Responsive Images

Responsive Images Best Practice

The art of delivering perfect images for every screen

Picture of Luminary CTO Andy smiling with a black background

By Andy Thompson, 28 November 20144 minute read

Great visuals can make or break a website, which is why intelligent image handling is at the heart of responsive design. Never underestimate the value of great images when it comes to getting visitors to engage with your website. Images are an essential design element which need to be considered every step of the way, not just dropped in as an afterthought. If your images and website design aren't optimised to perform well on all devices then people might not even bother visiting the desktop-focused site you've put so much work into.

Mobile comes of age

In the early days of mobile internet, when GPRS data services were painfully slow yet incredibly expensive, the aim was to serve up stripped-down content to mobile devices. When you only had 40 kilobits per second to play with – slower than what some people were getting on their home dial-up modems – you didn't have the luxury of building rich websites for mobile users. Spartan designs were essential if you wanted people to keep coming back.

Mobile broadband networks and handheld gadgets have come a long way in just a few years. Today's mobile devices are much better at handling large images, thanks to larger and sharper screens, improved graphics grunt, fully-featured mobile browsers and faster mobile broadband speeds. As such it's tempting to overlook the need to optimise your images for mobile devices, but responsive design best practice is to ensure that every visitor to your site enjoys a great user experience.

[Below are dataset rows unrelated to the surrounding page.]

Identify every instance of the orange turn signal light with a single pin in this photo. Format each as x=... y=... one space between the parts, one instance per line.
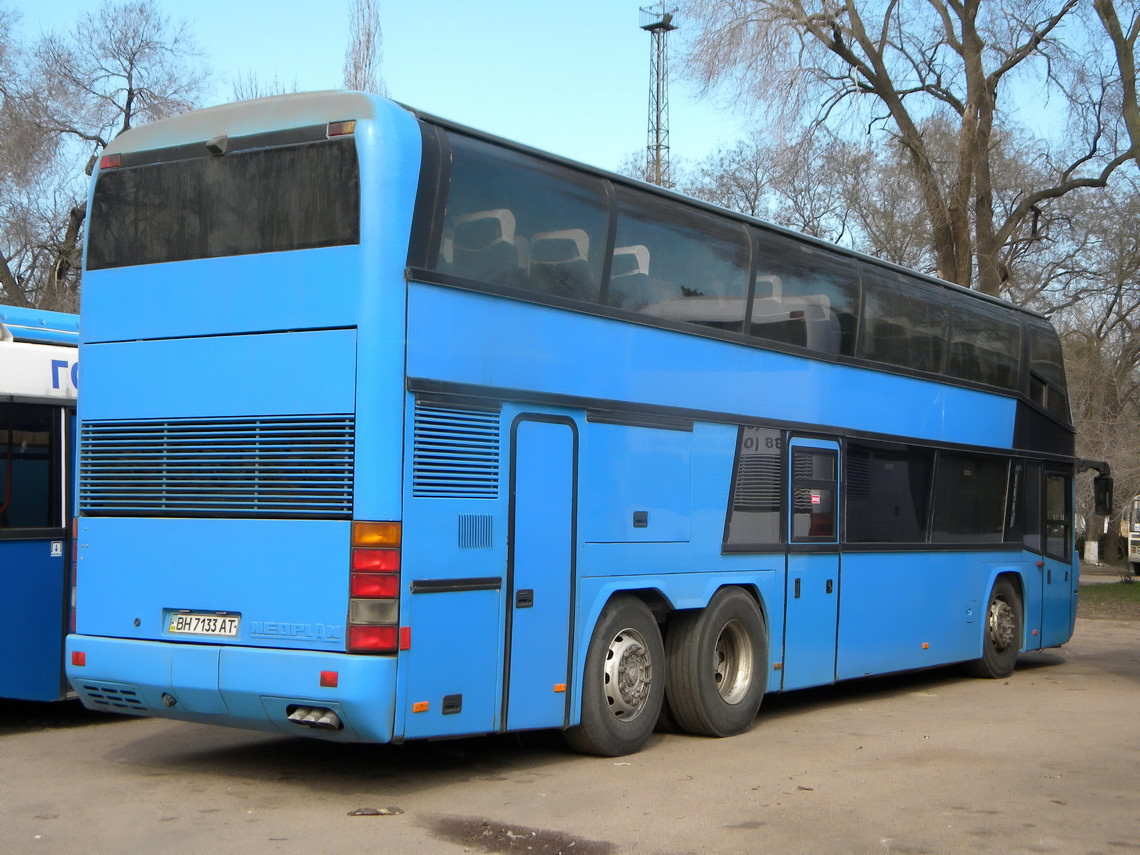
x=375 y=534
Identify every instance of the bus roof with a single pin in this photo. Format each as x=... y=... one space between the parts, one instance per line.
x=39 y=325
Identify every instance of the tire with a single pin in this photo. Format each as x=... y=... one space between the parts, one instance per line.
x=623 y=683
x=1001 y=640
x=717 y=665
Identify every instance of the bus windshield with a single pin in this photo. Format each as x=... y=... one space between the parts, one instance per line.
x=185 y=203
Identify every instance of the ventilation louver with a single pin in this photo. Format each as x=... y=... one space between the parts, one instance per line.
x=279 y=466
x=455 y=453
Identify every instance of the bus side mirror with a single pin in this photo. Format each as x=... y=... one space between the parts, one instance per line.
x=1102 y=495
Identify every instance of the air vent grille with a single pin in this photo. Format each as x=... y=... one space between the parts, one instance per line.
x=278 y=466
x=455 y=453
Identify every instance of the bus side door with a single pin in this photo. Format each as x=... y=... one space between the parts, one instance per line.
x=34 y=548
x=540 y=571
x=1057 y=554
x=812 y=593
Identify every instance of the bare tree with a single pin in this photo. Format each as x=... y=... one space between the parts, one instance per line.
x=1123 y=39
x=902 y=66
x=123 y=65
x=365 y=51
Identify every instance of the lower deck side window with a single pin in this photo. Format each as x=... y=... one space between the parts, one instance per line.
x=30 y=489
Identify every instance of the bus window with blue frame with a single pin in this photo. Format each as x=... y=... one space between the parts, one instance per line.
x=888 y=493
x=969 y=498
x=29 y=491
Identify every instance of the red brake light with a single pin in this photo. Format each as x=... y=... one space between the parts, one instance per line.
x=377 y=561
x=373 y=637
x=375 y=585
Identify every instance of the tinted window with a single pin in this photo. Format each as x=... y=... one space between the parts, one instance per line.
x=969 y=499
x=904 y=322
x=521 y=221
x=804 y=296
x=888 y=493
x=1047 y=371
x=266 y=200
x=1058 y=516
x=30 y=486
x=984 y=345
x=813 y=495
x=754 y=515
x=678 y=265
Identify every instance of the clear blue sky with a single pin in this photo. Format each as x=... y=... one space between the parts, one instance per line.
x=569 y=78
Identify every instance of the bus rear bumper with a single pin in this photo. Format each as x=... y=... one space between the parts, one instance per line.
x=253 y=687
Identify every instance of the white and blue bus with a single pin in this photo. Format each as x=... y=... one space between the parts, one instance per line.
x=445 y=436
x=38 y=377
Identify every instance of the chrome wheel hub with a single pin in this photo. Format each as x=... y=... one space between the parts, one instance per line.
x=732 y=662
x=628 y=675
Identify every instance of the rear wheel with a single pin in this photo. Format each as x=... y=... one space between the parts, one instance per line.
x=1001 y=638
x=623 y=684
x=717 y=665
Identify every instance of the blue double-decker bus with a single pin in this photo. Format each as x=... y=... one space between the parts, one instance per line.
x=38 y=377
x=392 y=430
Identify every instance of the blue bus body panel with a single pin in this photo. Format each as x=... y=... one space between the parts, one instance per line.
x=38 y=325
x=33 y=612
x=534 y=344
x=235 y=375
x=237 y=686
x=135 y=572
x=934 y=599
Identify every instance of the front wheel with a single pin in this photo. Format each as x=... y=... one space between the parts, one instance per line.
x=623 y=684
x=1001 y=638
x=717 y=665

Responsive imagery provides full-resolution images for desktop websites, when they're serving devices on the other end of a decent internet connection. The idea is to gracefully fall back on smaller images when they're better suited to the job. This might be because you're catering to a small, low-resolution screen where the extra size and resolution of a large image is intrusive or simply wasted. Or it might be that the user is stuck on a sluggish internet connection and you're trying to keep page load times down to ensure your website remains functional.

At the other end of the spectrum, some mobile devices can be more demanding than desktop browsers. For example the Retina HD screen on the iPhone 6 Plus is a bright, crisp 1920x1080 display – sharp enough to do a Blu-ray movie justice. It might be on the other end of a 4G LTE mobile broadband network, offering faster download speeds than many people get on their home fixed-line connection.

Don't play favourites

A responsive design website and flexible Content Management System can strike the best balance for every device – delivering gorgeous, crisp images to powerful devices with ultrasharp displays while ensuring less-capable handsets aren't left in the lurch. People might be passionate about their gadgets, but responsive design doesn't play favourites.

Catering to different devices isn't just about resizing images. Responsive websites need to cater to the aspect ratio of a device's screen, not just the width. This might involve swapping out waist up staff portraits for headshots on smaller screens and calling on an entirely different set of imagery. Or it might mean a subtle crop and slight change in aspect ratio, which end users barely notice but helps with page layout.

Providing appropriate images to all mobile devices is certainly a content management challenge. While desktop sites can offer a terrible mobile browsing experience, it can be just as frustrating when your high-end mobile device is palmed off to a lowly mobile site.

Look your best

Scalable Vector Graphics (SVG) are useful in responsive design, because they're low- bandwidth but look sharp at any resolution. SVG files don't contain an image, they contain the instructions for how to draw an image. This makes them useful for logos and other graphics, because the same image can be served up to any device and you know it will look great. They'll also download quickly because they're only an XML text file.

Current “flat design” trends which use a lot of typography and iconography lend themselves to SVG files. It's possible to create your own custom font file which, instead of containing letters, is full of monochrome, resolution-independant SVG icons. Think back to the days of crazy Wingdings, but using any icons you choose. All browsers have supported custom fonts for many years so, if your design allows for it, it offers a great web design option in terms of performance and scalability.

SVG files aren't practical for photos, but the bandwidth that you save using SVG files for graphics means you can afford to dedicate more bandwidth to improving the quality of your images, so your website can look great even on a slow connection.

CSS fluid image techniques, such as specifying the width of the image as a percentage of the overall width of the page, can also help your images look their best on a small screen. Other responsive design image tricks include using the srcset attribute to specify different images depending on the various attributes of the end device.

There's no magic bullet when it comes to responsive design imagery best practice, it involves assessing the purpose of your website and the needs of your users to determine the best tools for the job. But the end goal is always the same – to offer your visitors the best possible experience, regardless of the bandwidth at their disposal and the capabilities of their end device.